Even though reports indicate that it is a relatively silent machine (Apple calls it "amazingly quiet"), it will obviously make noise when forced to reach full-power. Since the storage is all solid-state Flash — no Fusion drives — starting with 1TB and going up to 4TB - it is amazingly fast at doing anything that involves reading and writing files, but anyone working with massive files and databases will need to know that it will be investing also in external Thunderbolt 3 drives (which are also incredibly fast...). With four Thunderbolt 3 ports (current iMacs only have two), the iMac Pro allows connecting up to two high-performance RAID arrays and two 5K displays at the same time. Also, for the first time ever on a Mac, the new iMac Pro features 10Gb Ethernet.

For anything that involves incredible compute power for real-time 3D rendering, immersive VR, intensive developer workflows, high megapixel photography, complex simulations, massive audio projects and real-time 4K and 8K video editing, the new iMac Pro is a necessary and worthy investment.

The display is also said to be the best ever in a Mac, with 500 nits of brightness, a P3 wide color gamut and support for over 1 billion colors. Built into the display of the iMac Pro are four microphones with beamforming technology, a new 1080p FaceTime HD camera with enhanced low-light performance, and new speakers that are up to 50 percent louder.

More important for visual work, the new iMac Pro features next-generation Vega GPUs and up to 16GB of on-package high-bandwidth memory (HBM2), delivering up to an amazing 11 Teraflops of single-precision compute power for real-time 3D rendering.
 

Another major achievement in the iMac Pro design is the integrated T2 chip, Apple’s second-generation custom Mac silicon, combining several new controllers for System Management, image signal, audio and SSD, also offering enhanced imaging processing for the FaceTime HD camera. The T2 chip also enables a new level of security by including a secure enclave coprocessor that provides the foundation for new encrypted storage and secure boot capabilities. Dedicated AES hardware encrypts data on the SSD without affecting performance, while secure boot ensures that only trusted software loads at startup.

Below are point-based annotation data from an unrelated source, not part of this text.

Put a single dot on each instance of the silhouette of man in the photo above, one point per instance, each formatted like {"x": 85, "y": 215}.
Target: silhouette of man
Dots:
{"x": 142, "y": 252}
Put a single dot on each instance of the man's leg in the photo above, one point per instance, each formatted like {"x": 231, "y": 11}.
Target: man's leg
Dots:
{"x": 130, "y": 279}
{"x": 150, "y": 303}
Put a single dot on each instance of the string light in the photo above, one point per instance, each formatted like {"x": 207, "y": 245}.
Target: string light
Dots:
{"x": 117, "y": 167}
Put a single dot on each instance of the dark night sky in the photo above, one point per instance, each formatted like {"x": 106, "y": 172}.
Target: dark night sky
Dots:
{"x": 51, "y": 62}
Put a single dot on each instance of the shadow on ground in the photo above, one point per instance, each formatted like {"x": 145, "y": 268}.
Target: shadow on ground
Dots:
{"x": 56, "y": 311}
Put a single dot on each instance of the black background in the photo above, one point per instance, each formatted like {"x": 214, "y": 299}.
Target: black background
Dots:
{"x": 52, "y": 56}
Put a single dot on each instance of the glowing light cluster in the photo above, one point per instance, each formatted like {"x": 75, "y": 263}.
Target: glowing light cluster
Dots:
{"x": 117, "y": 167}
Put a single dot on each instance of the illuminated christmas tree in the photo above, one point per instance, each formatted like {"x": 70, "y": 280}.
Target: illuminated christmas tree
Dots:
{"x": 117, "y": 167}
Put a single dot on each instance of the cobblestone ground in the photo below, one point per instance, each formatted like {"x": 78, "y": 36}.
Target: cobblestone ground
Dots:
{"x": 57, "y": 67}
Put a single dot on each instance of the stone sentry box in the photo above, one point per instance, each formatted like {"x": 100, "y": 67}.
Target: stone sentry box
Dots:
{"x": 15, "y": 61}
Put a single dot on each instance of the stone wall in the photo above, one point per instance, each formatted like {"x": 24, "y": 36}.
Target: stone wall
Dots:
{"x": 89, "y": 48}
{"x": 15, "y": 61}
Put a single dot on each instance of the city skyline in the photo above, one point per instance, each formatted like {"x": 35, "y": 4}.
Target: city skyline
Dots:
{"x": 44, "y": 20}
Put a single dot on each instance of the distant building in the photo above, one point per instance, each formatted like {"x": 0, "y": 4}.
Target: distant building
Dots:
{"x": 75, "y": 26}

The iMac Pro retail price starts at $4,999 USD, but goes up quickly as soon as we start configuring reasonable options, such as a faster processor, and certainly a larger SSD, reaching $8,999 USD for a nicely configured machine. Clearly, for those users that are working on audio software and don't need to upgrade immediately (difficult, given that decent upgrades are long overdue due to the lack of new Intel processors), it might be worth considering waiting for the next generation of "regular" 2018 iMacs, which no doubt will inherit many of the features implemented in the iMac Pro.

But for those professional users that actually need to work with  digital cinema projects and large rendering configurations, there's also the reaffirmed message from Apple - included in the official press release - that "in addition to the new iMac Pro, Apple is working on a completely redesigned, next-generation Mac Pro architected for pro customers who need the highest performance, high-throughput system in a modular, upgradeable design, as well as a new high-end pro display." To make it clear, the new iMac Pro allows upgrading RAM and the SSD, but that's it. The future Mac Pro will be "modular" and "upgradable" .

With the iMac Pro announcement, Apple also launched a major update to its professional video editing app, Final Cut Pro X, with support for full-resolution 8K video, advanced color grading and HDR support. With the FCP 10.4 update comes also an update to Pro Video Formats, including support for many new professional video codecs and MXF wrapper format, allowing to play MXF in QuickTime and other supported macOS applications.